Thursday, July 21, 2016

A Once Prairie Home

I've swept pass it at 70 mile per hour at least a dozen times, maybe a score.  I have a good mind for collecting the features along the roads I travel, but this place is a bit more salient in my mind.  Though it is about 280 miles west by northwest of my home, I know it is there, like I would know the feature of a wart behind my right knee - nothing of real significance, but a known feature set apart from the rest of the surrounding flesh or in this case, terrain. 


The stark and fore lorn old prairie home
 Set on a broad curve of US Highway 287 between Estelline and Memphis, Texas, it has always captured my imagination.  I have an affinity for the November-esque spots in the landscape and stark images.  So, I am drawn to the desolation and loneliness of the dead snag of a cottonwood tree beside the hollowed out weathered wood frame of a once prairie home.  I have been interested in this old home surround by dead wood and placed on land so blatantly orange.  I know of blackland prairie here in Garland, and I've heard of the fabled red clay of Georgia, but up here at the Prairie Dog Town Fork of the Canadian River, the land is so orange it seems alien.  I have always driven by this site, my heart says stop and take an investigative look around, my mind says, many miles to go this night before you rest - keep pushing on the accelerator, so I listen to my mind and drive for home when east bound or points west when headed the other way.  This was a heart-inspired stop on our way to Denver and then onto the folks in Montana.

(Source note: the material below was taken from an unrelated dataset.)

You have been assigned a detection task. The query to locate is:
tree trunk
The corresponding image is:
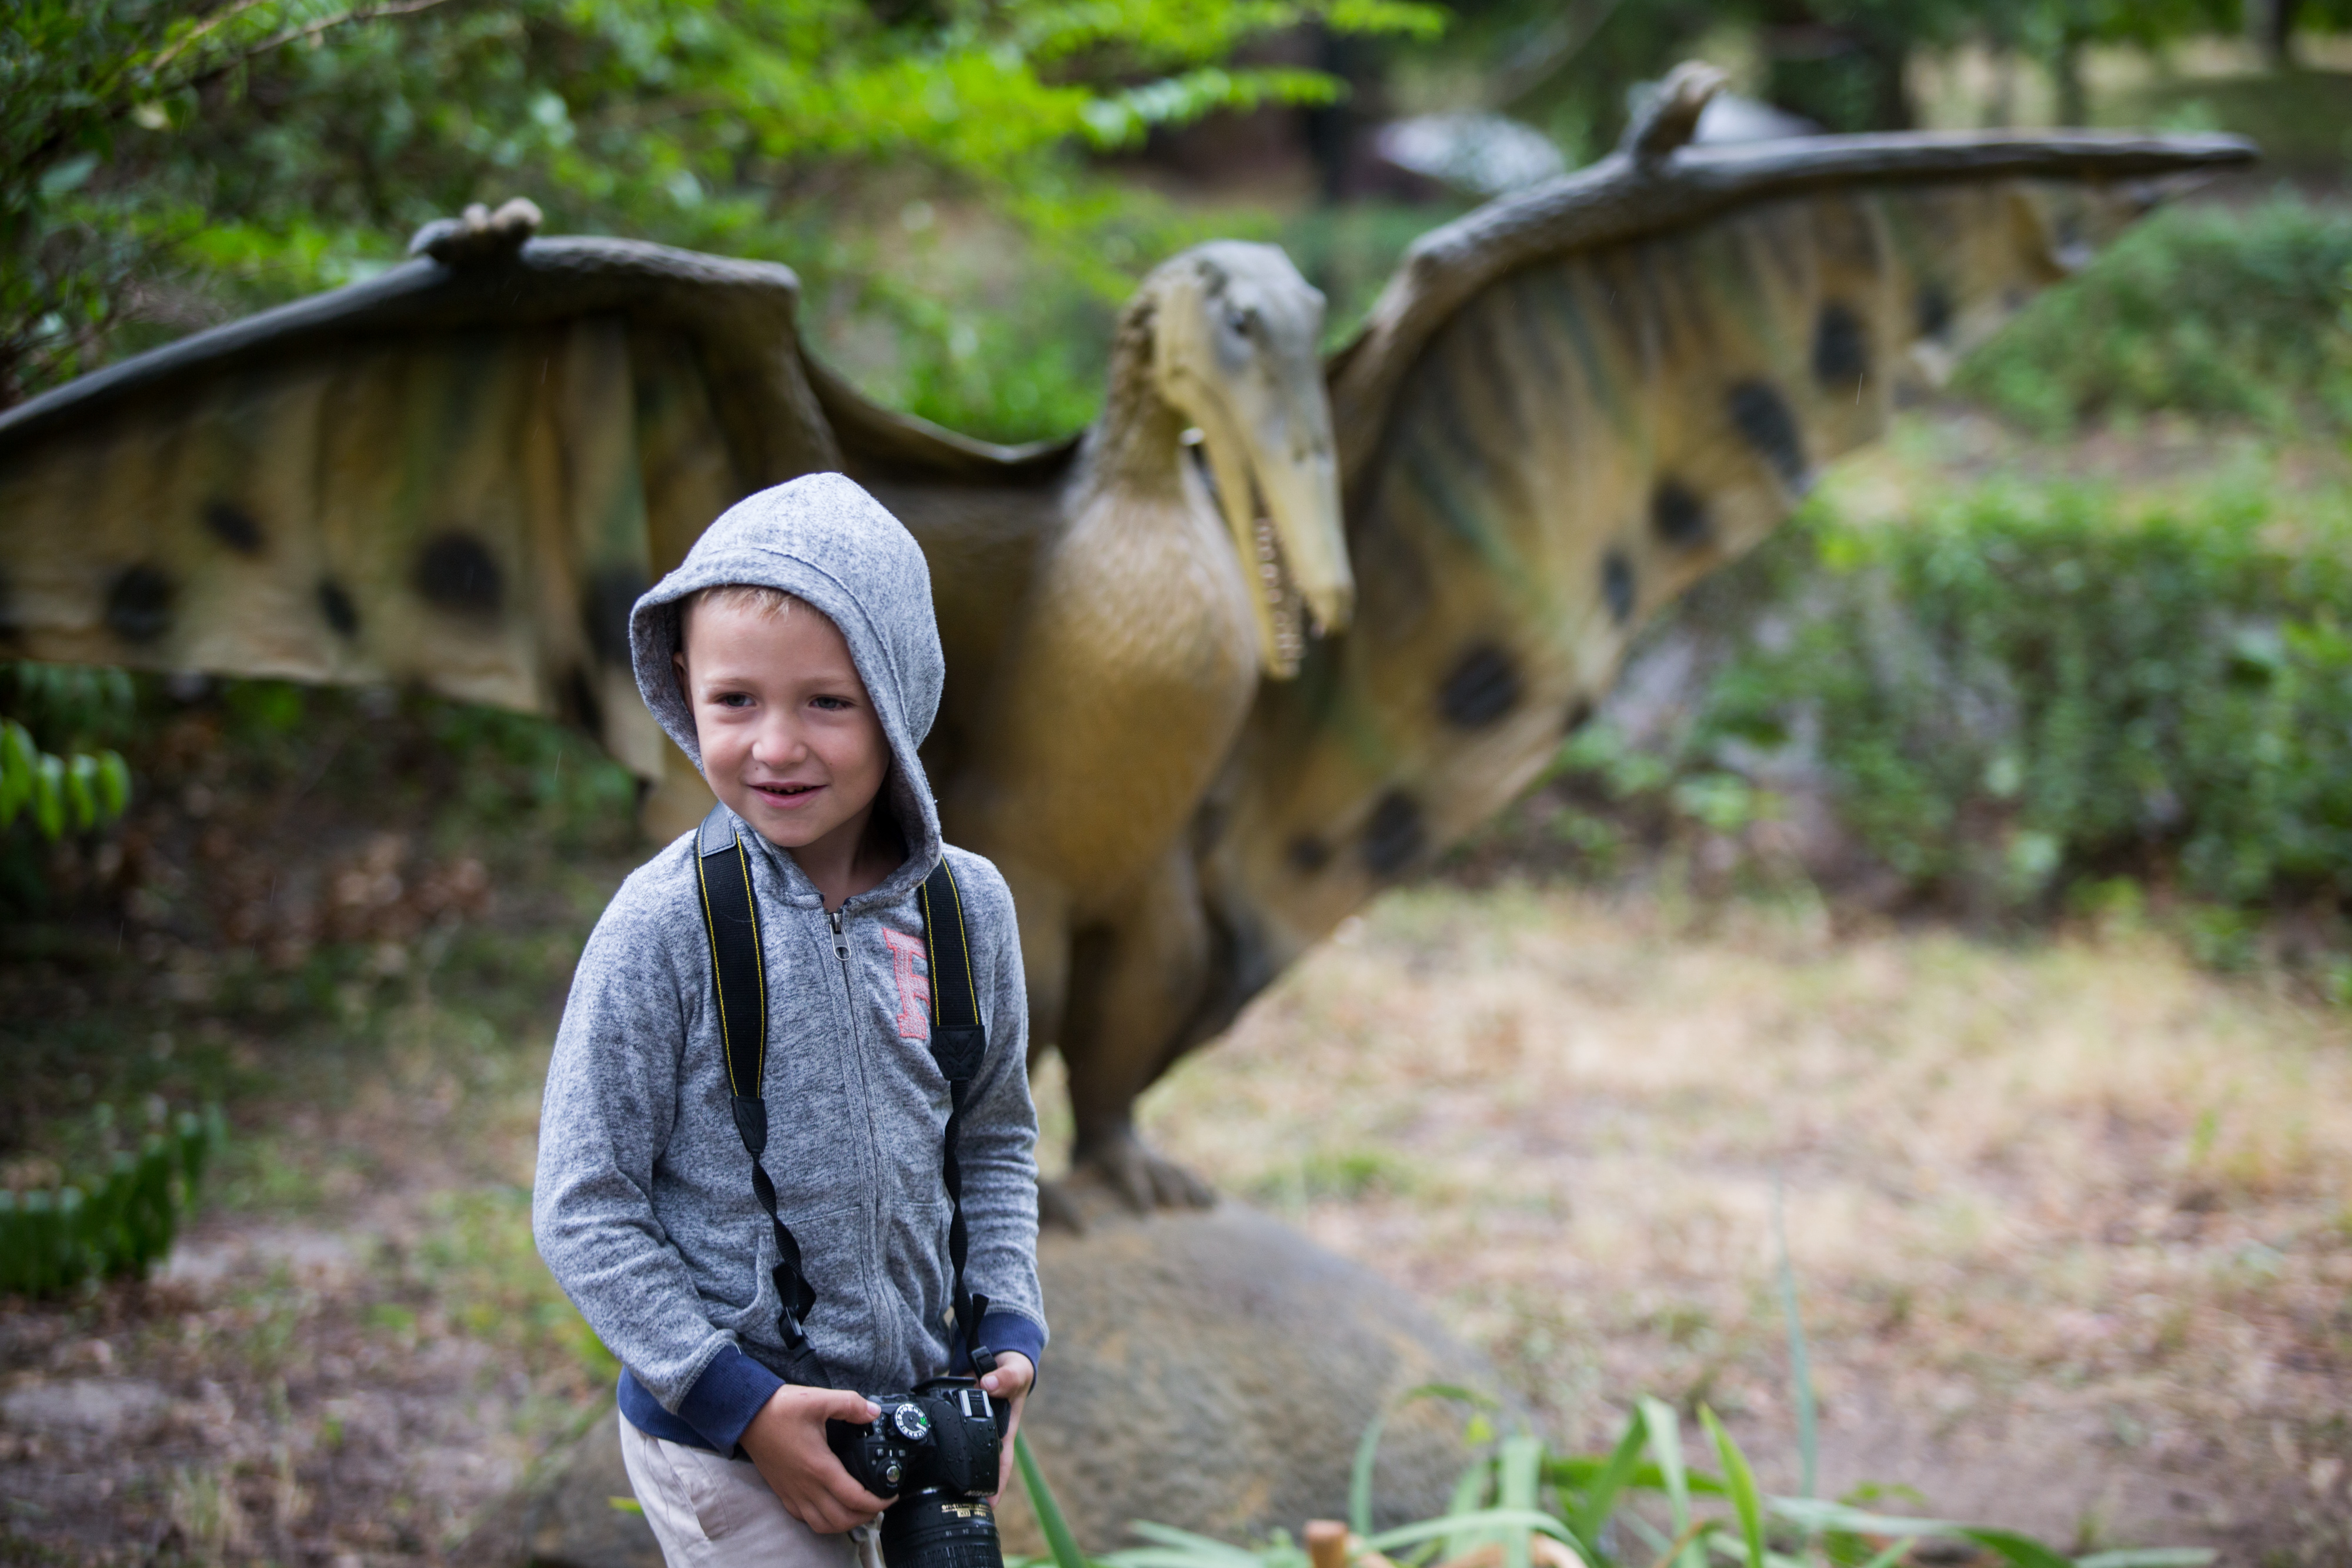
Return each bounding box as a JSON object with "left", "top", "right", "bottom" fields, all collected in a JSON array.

I tell my wife dozing in the passenger's seat, "There is a place coming up in about 80 miles, it is an old house with a dead snag in front and it is built on a landscape that is incredibly orange.  I've always driven by, but almost always I've regretted not stopping for some photos.  This time I am going to stop."  She again tells me of my remarkable gift of landscape memories and for inconsequential roadstops from years back.  I just think, why isn't everyone interested in topography, landscape and mentally cataloging useful gas, food and viewing spots on their travels?  In a bygone era I would have found work as a scout for wagon parties moving west or picking and positioning troops for battle.

The highway is a divided 4-lane road, and I recall that there is a median crossing at the spot where this old home site sits.  I find the cross-over as expected, but the angles and composition of the house the tree and the cultivated orange soil do not line up as a beautifully as I had expected.  Still, I put the 4Runner in park and hop across the highway, camera in hand to satisfy my long desire to record this fore-lorn former farm residence. 




As I move around the old home, I wonder about what has happened here.  Did those who once called this home make good by growing tall cotton in Texas, and with their good fortune just move into a better and more modern house?  Or, did did the farm wife suddenly become widowed and had to sell the land and move on in with her sister in Missouri? How old are the clapboards, 50, 60 or even 80 years old?  Did they get to farming only to have their plantings coincide with the Dust Bowl?  What stories swirl under these forgotten eaves along with the orange dust from the other side of this window?



I see the remains of green paint on the window trim, someone wanted to make the place look pretty and once had given it some care.  They selected green; was it because it was between green and white - and white shows the dirt too easily?  Or, was green her favorite color, the color of lush vegetation, the color of a healthy crop, the color of money?  Maybe green was merely the complementary color to the orange in the cultivated fields out the window.





The fields are still plowed in soil conservation contours, so the land is still worked.  Descendants of those who built this simple home under the old cottonwood tree, or another family that came by this land by means stranger than my imagination's fiction?

To my mind, and mostly to my heart and my landscape-lover's eye, it was worth a stop for a few minutes.  I don't think I have the stunning photos that I was hoping for, but I have an opportunity to be briefly in a place of contrast and stark beauty.  But the story of this place is all left to the imagination.

The Road goes onto to Denver from here.